The Obama administration suffered another bad day in the Supreme Court, Wednesday, leading many to wonder if all of the President's health care law will be entirely scrapped. ABC's Good Morning America on Thursday responded to this with silence, totally ignoring the story.
GMA co-host George Stephanopoulos on Wednesday referred to the case as "historic," but apparently lost interest a day later. The other two morning shows, Today and CBS This Morning, each offered one report. In total, over eight hours of possible broadcast time, the three networks allowed a scant four minutes and 19 seconds. GMA, however, still managed to squeeze in a piece on important topics, such as an elderly Texas grandmother who is mad at Justin Bieber.
On CBS, Jan Crawford conceded that those who, at the beginning of the week, saw the law as safe, were just engaging in "wishful thinking."
She bluntly explained, "...It does appear, right now anyway, that there is a majority who's going to strike down not only that requirement that we all buy health insurance, but, perhaps, the entire law."
Crawford actually used ideological labels, adding, "Liberal justices, like Ruth Bader Ginsburg, pushed to save the rest of the massive health care law."
Today reporter Pete Williams sounded a similarly gloomy note for liberals: "The future of that health care law is in doubt this morning. Judging by their comments, a bare majority of the justices seem to think that most of it should be struck down, including its central requirement that all Americans get health insurance."
NBC and CBS at least acknowledged reality (unlike ABC's morning show): Obamacare is in serious trouble and could be doomed. It's striking that such a "historic" court case– and a potential massive defeat for Obama– would only warrant four minutes of coverage.
A transcript of the March 29 CBS This Morning segment, which aired at 7:08am EDT, follows:
CHARLIE ROSE: This morning after three days of historic debate at the Supreme Court, supporters and opponents of President Obama's health care law can only sit and wait.
ERICA HILL: The justices are expected to announce their decision in June. Chief legal correspondent Jan Crawford was at the high court for the final day of arguments. Jan, good morning.

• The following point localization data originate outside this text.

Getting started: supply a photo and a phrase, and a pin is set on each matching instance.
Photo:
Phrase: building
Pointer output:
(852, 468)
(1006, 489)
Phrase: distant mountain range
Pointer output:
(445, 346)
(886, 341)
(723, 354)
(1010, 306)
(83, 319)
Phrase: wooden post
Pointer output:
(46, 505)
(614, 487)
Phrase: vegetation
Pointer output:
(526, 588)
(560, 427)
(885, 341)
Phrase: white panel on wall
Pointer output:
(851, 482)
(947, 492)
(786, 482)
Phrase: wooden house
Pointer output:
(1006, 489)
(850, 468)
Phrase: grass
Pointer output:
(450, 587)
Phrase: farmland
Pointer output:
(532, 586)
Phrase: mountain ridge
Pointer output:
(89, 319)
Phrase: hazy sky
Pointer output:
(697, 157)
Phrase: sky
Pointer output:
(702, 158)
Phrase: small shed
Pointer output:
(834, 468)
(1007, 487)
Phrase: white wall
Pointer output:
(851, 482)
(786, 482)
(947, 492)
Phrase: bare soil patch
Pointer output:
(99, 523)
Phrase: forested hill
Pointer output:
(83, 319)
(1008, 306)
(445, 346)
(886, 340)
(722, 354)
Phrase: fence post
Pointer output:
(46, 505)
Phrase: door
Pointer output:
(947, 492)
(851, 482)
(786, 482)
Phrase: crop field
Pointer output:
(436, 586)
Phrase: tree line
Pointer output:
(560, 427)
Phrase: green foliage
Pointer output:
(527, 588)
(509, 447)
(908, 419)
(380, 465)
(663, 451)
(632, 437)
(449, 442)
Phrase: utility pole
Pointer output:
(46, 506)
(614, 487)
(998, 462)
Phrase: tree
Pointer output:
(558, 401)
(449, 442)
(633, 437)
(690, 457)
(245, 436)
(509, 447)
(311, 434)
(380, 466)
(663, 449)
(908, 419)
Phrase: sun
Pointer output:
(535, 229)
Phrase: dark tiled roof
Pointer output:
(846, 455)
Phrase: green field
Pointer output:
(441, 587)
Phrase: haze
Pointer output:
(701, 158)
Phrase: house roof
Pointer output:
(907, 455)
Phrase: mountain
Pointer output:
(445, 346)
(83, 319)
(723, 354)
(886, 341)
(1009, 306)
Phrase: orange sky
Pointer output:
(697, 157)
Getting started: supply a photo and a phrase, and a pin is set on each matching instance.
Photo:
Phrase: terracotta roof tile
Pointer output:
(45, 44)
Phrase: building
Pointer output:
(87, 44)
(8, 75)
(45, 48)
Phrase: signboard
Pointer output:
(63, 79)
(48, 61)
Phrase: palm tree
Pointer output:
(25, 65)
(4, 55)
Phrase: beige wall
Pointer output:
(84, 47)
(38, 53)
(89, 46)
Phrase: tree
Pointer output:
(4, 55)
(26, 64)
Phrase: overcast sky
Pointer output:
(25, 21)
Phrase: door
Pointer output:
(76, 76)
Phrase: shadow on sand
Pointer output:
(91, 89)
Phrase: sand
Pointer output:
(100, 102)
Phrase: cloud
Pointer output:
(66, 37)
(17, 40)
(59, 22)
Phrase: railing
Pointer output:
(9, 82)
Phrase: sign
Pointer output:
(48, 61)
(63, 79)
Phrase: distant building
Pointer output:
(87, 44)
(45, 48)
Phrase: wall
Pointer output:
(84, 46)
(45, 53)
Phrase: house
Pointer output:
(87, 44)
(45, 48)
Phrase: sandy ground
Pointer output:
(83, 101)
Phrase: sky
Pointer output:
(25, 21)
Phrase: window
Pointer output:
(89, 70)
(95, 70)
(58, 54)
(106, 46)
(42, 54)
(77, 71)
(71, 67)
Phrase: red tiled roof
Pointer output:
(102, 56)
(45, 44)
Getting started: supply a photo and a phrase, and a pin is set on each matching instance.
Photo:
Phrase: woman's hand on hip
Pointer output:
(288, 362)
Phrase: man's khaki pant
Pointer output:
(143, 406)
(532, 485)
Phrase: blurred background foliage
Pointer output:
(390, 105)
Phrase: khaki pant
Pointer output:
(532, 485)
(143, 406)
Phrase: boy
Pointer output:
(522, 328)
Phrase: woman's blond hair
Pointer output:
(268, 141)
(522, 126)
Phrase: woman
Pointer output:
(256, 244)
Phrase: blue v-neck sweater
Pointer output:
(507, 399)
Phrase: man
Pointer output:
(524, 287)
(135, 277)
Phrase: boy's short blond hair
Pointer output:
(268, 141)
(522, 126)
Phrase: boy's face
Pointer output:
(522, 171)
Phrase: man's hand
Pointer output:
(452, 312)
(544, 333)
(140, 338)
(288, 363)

JAN CRAWFORD: Well, good morning, Erica. It does appear at the end of this historic three days of arguments that the justices are inclined to strike down the key part of this law, the requirement that all Americans buy health insurance. And yesterday in that courtroom, justice Stephen Breyer showed just what that could mean. And he did just as he held up this section that says, this is the section that requires us to buy health insurance. And this is the rest of this massive law. If we strike down this, what are we going to do about the rest of it? The arguments Wednesday showed what was at stake, not just the requirement to buy health care but the entire health care law. The conservatives and moderate swing justice Anthony Kennedy suggested if the mandate was gone, the whole thing should be scrapped.
ANTONIN SCALIA: When have we ever really struck down what was the main purpose of the act and left the rest in effect?
CRAWFORD: The typically blunt Justice Scalia suggested it would be better if Congress started with a clean slate instead of the court deciding which of the law's other provisions could stand. And he joked that reading the 2700-page law would violate a constitutional amendment, cruel and unusual punishment.
SCALIA: What happened to the Eighth Amendment? You really want us to go through these 2,700 pages?
CRAWFORD: Liberal justices like Ruth Bader Ginsburg pushed to save the rest of the massive health care law.
RUTH BADER GINSBURG: Why shouldn't we say it's a choice between a wrecking operation, which is what you are requesting, or a salvage job? And the more conservative approach would be salvage rather than throwing out everything.
CRAWFORD: The Obama administration concedes that without the mandate, popular provisions like banning insurance companies from denying coverage to people with preexisting conditions would be doomed. Now, going into these hearings, there were a lot of people, particularly a lot of supporters who said, "this is an easy case. There's no way this court would strike down that individual mandate." But it is clear after these three days, that was just wishful thinking. This is a really complicated, complex case. It does appear, right now anyway, that there is a majority who's going to strike down not only that requirement we all buy health insurance but perhaps the entire law. We'll know for sure by the end of June.